Mais là, oh non ! Tous nos acteurs se préoccupent de leur propre mise en scène : Thibault, qui n’exclut pas une crise sociale d’ampleur (retiens-moi ou je fais un malheur) devise aimablement, pendant la promenade, avec Chérèque qui, sans rire, fustige « le manque de bonne volonté du gouvernement ».
« On » n’est pas contre la réforme des retraites, certes pas ! Aucun problème pour les futurs retraités « responsables » des syndicats et des partis. Peu leur importe le nombre d’années ! Leurs cotisations ? C’est le patronat qui paye ! Quid du scandale de la caisse noire des 100 millions d’euros de l’UIMM pour « fluidifier les relations sociales » ? Pas un mot ! Sur l’argent, distribué grassement par le bon Chirac, maire de Paris, aux partis de « gauche » ? Plus un mot ! S’acharner sur un vieux coquin ? Ce serait « personnaliser » ! Quel manque d’éducation ! Il faut le laisser vivre sa retraite dorée de prévaricateur, les travailleurs victimes de l’amiante, eux, sont encore au boulot et crèveront à 62 ou 65 ans.

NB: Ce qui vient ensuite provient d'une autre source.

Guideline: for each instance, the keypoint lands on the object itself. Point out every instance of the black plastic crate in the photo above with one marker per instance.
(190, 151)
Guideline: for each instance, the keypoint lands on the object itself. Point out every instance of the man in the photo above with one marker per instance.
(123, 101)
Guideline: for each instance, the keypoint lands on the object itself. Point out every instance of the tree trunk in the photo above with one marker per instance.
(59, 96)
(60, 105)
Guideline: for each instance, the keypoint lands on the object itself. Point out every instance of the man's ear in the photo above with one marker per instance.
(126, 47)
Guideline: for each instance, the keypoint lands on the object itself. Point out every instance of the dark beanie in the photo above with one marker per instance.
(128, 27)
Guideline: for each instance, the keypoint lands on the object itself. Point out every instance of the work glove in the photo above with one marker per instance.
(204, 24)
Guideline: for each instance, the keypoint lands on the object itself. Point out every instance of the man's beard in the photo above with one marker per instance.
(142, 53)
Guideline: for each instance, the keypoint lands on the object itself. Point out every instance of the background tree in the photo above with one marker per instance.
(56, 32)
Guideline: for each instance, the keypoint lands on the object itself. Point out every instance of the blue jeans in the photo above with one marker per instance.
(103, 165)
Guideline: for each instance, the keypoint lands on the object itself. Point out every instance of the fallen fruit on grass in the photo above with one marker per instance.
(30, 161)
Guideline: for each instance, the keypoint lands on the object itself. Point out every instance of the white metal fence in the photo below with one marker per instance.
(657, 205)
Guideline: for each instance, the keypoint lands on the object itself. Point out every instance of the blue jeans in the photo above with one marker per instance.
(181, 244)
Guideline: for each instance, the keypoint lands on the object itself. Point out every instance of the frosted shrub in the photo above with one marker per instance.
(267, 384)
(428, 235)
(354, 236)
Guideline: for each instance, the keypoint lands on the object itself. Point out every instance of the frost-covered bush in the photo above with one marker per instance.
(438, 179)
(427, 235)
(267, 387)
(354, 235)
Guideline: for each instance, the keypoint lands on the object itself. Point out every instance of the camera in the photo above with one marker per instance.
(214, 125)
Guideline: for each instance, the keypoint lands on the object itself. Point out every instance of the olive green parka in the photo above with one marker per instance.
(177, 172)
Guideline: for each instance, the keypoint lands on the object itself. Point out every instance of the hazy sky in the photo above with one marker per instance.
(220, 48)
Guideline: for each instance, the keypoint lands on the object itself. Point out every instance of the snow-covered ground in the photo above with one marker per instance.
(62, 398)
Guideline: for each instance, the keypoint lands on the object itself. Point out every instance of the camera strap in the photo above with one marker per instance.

C’est quoi la phrase magique déjà ? Pas plus pourri que le système américain ? Exact, nous vivons sous domination US.
Bonne manif ! Les choses ne bougeront pas. Et si ça bouge ? On se prépare à nous refiler les libéraux de « gauche » qui feront pareil, c’est-à-dire pire. Déguisés en Jaurès (la campagne électorale du père Sarko), les barons de la gauche font toujours mieux, s’inspirant toujours de leur faustien Mitterrand : nationalisations et privatisations ou comment remplir deux fois les poches du capital.
Bonne manif ! Les nazes du PAF prennent vite goût au cinéma burlesque. Aujourd’hui, pour eux, mieux vaut crier « tous à la Bastille » que « tous à l’Élysée ». Ils y perdraient leur écuelle. La lutte est « responsable » et « démocratique ». Traduisez, en liaison étroite téléphonique avec les députés et les ministres pour conjurer tout risque insurrectionnel.
Comprenons bien : nous vivons une comédie écœurante, un rituel de carnaval joué dans un théâtre de jeu d’ombres qui s’appuie sur les sénateurs et son président Gérard Larcher qui jugent « pas négligeables » les propositions des gentils syndicats.
Voilà l’argument suprême pour justifier les défilés et se jouer des espérances de notre peuple au travail : les ajustements des sénateurs !
Larcher nouveau Guevara a rasé sa barbe et pris quarante kilos ! Il fallait oser. C’est à ça qu’on reconnaît les cons disait Gabin … et les salauds, ajoutait-il.
Nous n’avons alors qu’une solution : devenir des Jacques !
Non pas les amis du retraité de Corrèze mais les Partisans des Jacqueries d’antan, à l’époque où le peuple français inculte, entendez pas encore châtré, brûlait les châteaux des maîtres et vidait leurs coffres trop remplis de leur pillage. Ah les vilains ! disaient les féodaux corrompus.
Et bien nous voici redevenus ces vilains serfs de la modernité, transformant leurs insultes en flambeaux !
Nous sommes tellement vilains que nous voyons le mal partout et qu’à nos oreilles bonne manif rime avec bonne manip !
Libre à vous, chers modérés, de jouer au poker menteur avec les « Jacques », mais sachez qu’à chaque pas vous grimpez une marche de notre guillotine et qu’au bout … Gare à la bascule.